Hyperion XP-1 Doors Up
Via: Hyperion Motors

Because the XP-1 doesn't have the weight of batteries dragging it down, this hypercar's curb weight is closer to the lightweight, minimalistic sports cars of old than the EVs, hybrids, or quad-turbo W16 monsters of today. All told, it should weigh in under 2,275 pounds—about half a Chiron, less than a McLaren F1, and just slightly more than Gordon Murray's new, minimalist T.50 thanks, in part, to more commonplace hypercar goodies like carbon-ceramic brakes, aluminum alloy suspension components, and titanium interior accents.

That curb weight doesn't include a trunk, however, though the XP-1 does have a "storage space" that Kanfataris told me could fit a briefcase or, alternatively, two medium cheese pizzas. "We had a choice," he said, "Do we want to get 1,000 miles range? Yes. Do we want to fit a set of golf clubs as much as we want to get 1,000 miles range? The answer was no.”
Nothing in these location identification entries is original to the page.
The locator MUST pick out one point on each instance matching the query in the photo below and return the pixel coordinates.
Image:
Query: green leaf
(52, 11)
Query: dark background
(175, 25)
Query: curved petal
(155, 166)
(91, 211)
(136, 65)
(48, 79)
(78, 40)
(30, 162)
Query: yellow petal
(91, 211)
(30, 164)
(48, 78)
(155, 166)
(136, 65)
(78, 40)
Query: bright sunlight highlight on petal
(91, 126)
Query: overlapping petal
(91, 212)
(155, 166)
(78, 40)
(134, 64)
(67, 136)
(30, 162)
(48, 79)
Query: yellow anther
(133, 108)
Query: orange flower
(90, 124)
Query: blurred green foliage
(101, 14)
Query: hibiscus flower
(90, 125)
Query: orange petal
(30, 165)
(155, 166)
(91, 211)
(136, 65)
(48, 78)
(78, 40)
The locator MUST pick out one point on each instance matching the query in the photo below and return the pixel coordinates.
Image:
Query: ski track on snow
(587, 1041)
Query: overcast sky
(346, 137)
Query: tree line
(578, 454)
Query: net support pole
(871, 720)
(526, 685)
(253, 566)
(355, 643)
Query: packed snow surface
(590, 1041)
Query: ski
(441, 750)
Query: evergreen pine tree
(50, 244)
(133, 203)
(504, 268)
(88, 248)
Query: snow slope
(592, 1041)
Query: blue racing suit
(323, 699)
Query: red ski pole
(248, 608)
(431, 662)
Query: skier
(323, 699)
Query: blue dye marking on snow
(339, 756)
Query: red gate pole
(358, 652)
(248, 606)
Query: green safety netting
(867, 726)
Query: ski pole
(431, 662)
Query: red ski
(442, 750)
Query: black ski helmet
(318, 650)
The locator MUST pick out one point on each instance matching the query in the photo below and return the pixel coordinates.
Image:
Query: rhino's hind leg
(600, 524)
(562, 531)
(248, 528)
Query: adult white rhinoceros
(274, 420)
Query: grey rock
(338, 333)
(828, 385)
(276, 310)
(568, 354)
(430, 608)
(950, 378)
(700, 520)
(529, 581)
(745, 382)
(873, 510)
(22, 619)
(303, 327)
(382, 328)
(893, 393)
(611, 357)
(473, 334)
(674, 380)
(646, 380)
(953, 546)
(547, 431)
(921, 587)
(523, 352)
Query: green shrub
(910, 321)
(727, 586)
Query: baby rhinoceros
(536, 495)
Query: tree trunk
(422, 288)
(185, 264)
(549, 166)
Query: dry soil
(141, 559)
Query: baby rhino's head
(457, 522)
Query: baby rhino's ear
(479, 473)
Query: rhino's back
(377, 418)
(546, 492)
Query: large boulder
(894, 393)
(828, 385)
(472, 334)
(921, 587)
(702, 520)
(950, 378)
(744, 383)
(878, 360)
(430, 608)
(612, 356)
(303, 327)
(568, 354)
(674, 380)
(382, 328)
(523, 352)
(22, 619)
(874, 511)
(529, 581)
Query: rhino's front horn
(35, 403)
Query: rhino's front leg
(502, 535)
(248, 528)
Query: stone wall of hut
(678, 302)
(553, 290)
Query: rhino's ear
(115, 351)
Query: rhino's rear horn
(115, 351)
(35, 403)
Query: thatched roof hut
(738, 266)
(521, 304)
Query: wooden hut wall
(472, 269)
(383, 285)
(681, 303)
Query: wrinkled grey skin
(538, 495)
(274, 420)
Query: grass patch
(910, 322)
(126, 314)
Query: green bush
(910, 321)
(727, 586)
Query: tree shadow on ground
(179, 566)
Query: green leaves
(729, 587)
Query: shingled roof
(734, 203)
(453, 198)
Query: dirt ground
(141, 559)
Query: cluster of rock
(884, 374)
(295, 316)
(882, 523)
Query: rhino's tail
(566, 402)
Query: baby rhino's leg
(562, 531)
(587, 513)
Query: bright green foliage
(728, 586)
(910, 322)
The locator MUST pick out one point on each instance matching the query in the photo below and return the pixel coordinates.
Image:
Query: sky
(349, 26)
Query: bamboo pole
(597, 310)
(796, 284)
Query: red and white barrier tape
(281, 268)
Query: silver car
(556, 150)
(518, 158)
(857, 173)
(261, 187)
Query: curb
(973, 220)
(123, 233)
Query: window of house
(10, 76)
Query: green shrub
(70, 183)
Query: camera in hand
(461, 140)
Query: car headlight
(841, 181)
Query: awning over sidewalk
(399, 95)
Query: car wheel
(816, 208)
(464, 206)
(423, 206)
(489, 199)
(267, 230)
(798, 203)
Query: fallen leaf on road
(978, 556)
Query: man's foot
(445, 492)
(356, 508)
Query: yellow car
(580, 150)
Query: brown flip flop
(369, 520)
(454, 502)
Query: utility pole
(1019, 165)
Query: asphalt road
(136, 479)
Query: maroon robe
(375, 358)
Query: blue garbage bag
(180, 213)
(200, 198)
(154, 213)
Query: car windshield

The XP-1's combination of hypercar power and sustainable efficiency isn’t the full story for Kafantaris or Hyperion—it merely serves as an introduction to a longterm plan of reworking the entire world’s conception of energy storage, automotive design, and even the aerospace industry. Just thinking up a plan so all-encompassing requires a certain amount of audacity, but beginning with a radically advanced hydrogen-powered hypercar built specifically to change hearts and minds certainly seems like a solid first step.